Segundo Cid, os chefes do Exército e da Aeronáutica não aceitaram a proposta de Jair. Só o comandante da Marinha, Almir Garnier dos Santos, teria colocado suas tropas à disposição para o golpe.

O relato de Cid confirma reportagem de Ana Clara Costa, publicada na revista "piauí" de junho de 2023, que contou como o almirante, "plantonista do golpe", havia sido o único chefe das Forças a topar a aventura golpista proposta por Bolsonaro em 2022.

Se Cid estiver falando a verdade, o almirante Garnier é um desertor que deve receber o tratamento reservado aos desertores pelos códigos militares e pela tradição marcial. Bem disse Ulysses Guimarães: traidor da Constituição é traidor da pátria.
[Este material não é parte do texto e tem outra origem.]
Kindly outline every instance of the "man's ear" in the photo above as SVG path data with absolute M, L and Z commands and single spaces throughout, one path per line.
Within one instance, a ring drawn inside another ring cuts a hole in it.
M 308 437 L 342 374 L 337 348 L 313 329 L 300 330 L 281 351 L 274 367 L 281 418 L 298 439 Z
Se Cid estiver falando a verdade, Garnier é, antes de tudo, um ladrão: pretendia roubar as armas da Marinha, que havia jurado honrar, para impor aos brasileiros a ditadura de bandidos a quem os eleitores haviam acabado de negar a reeleição.

Se Garnier tentasse a mesma gracinha, digamos, nos Estados Unidos, amanheceria no dia seguinte lavando as cuecas do chefe da Al Qaeda em Guantánamo.

Mas se esse é o julgamento de Garnier, o que dizer de Bolsonaro, autor do convite que Garnier teria aceitado?

Na reunião descrita por Cid, este indivíduo, Jair Messias Bolsonaro, ocupando o topo do Poder Executivo, propôs abertamente, a homens que comandavam todos os militares brasileiros, que destruíssem a democracia brasileira para lhe garantir a boquinha.

Propôs isso logo após a maioria do eleitorado ter deixado claro que não o apoiava. Propôs o golpe, portanto, sabendo que também estava propondo uma guerra civil.

Quando, nas semanas seguintes, os golpistas acamparam em frente aos quartéis e, no 8 de janeiro, destruíram as sedes dos Poderes da República, certamente sabiam o que Jair estava propondo e que havia gente como Garnier aceitando.

Os acampamentos não foram desmontados antes, afinal, porque estavam cheios de familiares de militares.

Os golpistas de 8 de janeiro só repetiram, em praça pública, a oferta que Bolsonaro fez aos militares em reunião fechada: roubem as armas da República, destruam a democracia, nos arrumem uma boquinha.

Depois do que Cid nos contou, é mais fácil entender a coragem dos golpistas de 8 de janeiro. Enquanto quebravam os prédios, olhavam para cima, na esperança de que um levante popular levasse mais Garniers a se juntarem a Bolsonaro. Jair organizou o golpe por cima e inspirou-o por baixo.